Atlanta Braves relief pitcher and former Rhea County standout Cory Gearrin announced Tuesday that he will have season-ending Tommy John surgery on his right elbow to repair a ligament damaged during spring training.
"It's tough and not what you want," Gearrin said to media outside the Braves' clubhouse before Tuesday's home opener against the New York Mets. "Coming into the preseason and into spring training I was really excited about the work I had put into the preseason and was looking forward to helping the team win this year.
"It's part of the game, though, and now it's just onto the next step for me. Now it's just making the most of the situation and put the work in and be ready to come back next year."
Gearrin's prognosis had been feared since he felt discomfort while pitching in a game on March 25. After the initial diagnosis by the famed Dr. James Andrews, Gearrin sought other opinions before deciding to go ahead with surgery.

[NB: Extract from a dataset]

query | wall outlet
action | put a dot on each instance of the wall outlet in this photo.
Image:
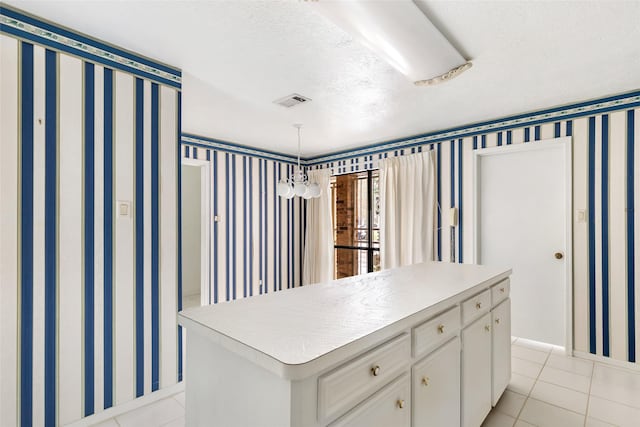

"I didn't want to make any judgments on it until you get confirmation," he said. "But after speaking to the best guys in the country about it, it is what it is. But now you turn it around and make the best out of it and turn this into a positive thing."
Gearrin said that he's had support and advice from his teammates and coaches, especially from those who have undergone Tommy John surgery.
"Everybody's been great as far as reaching out to me and helping me make the best decision I can," he said. "We have guys who have been through it throughout baseball. It's just something that guys deal with from time to time.
"Guys have given me a ton of positive comments about their experiences and what to do and not to do."
Gearrin also said he's received encouragement from friends and family in the Chattanooga area that has helped him through this process.
"My family, friends and other people back home have reached out to offer me support and wish me the best," he said. "They've been great, and it's a big help having a support system back home when you're going through this so you know you're not going through it alone.
Gearrin said he expects to have the surgery done in the next week so he can begin rehabilitation work soon. He plans to spend as much time as possible with the team following the surgery.
While rehabilitation and sitting out the season will be tough, Gearrin said he thinks having this injury relatively early in his career and at the beginning of a season will help with his recovery and hasten his return to the big leagues.
"The preference if for this to never happen," said Gearrin, who will turn 28 on Monday. "But if it had to happen, the timing isn't the worst.
"Presumably this will take up one season, whereas if it had happened in the middle of the year it could have taken up two and maybe three seasons. And still being young and I'm an established major league pitcher."
Gearrin was able to find a silver lining in his situation, which he said will give him a chance to visit home more than he normally can during the summer.
"I have no clue what my schedule will be through this, but presumably I'll have some time to get back, especially when the team is on the road," he said. "I know my mom and dad will be happy about that, especially getting to see me during the summer."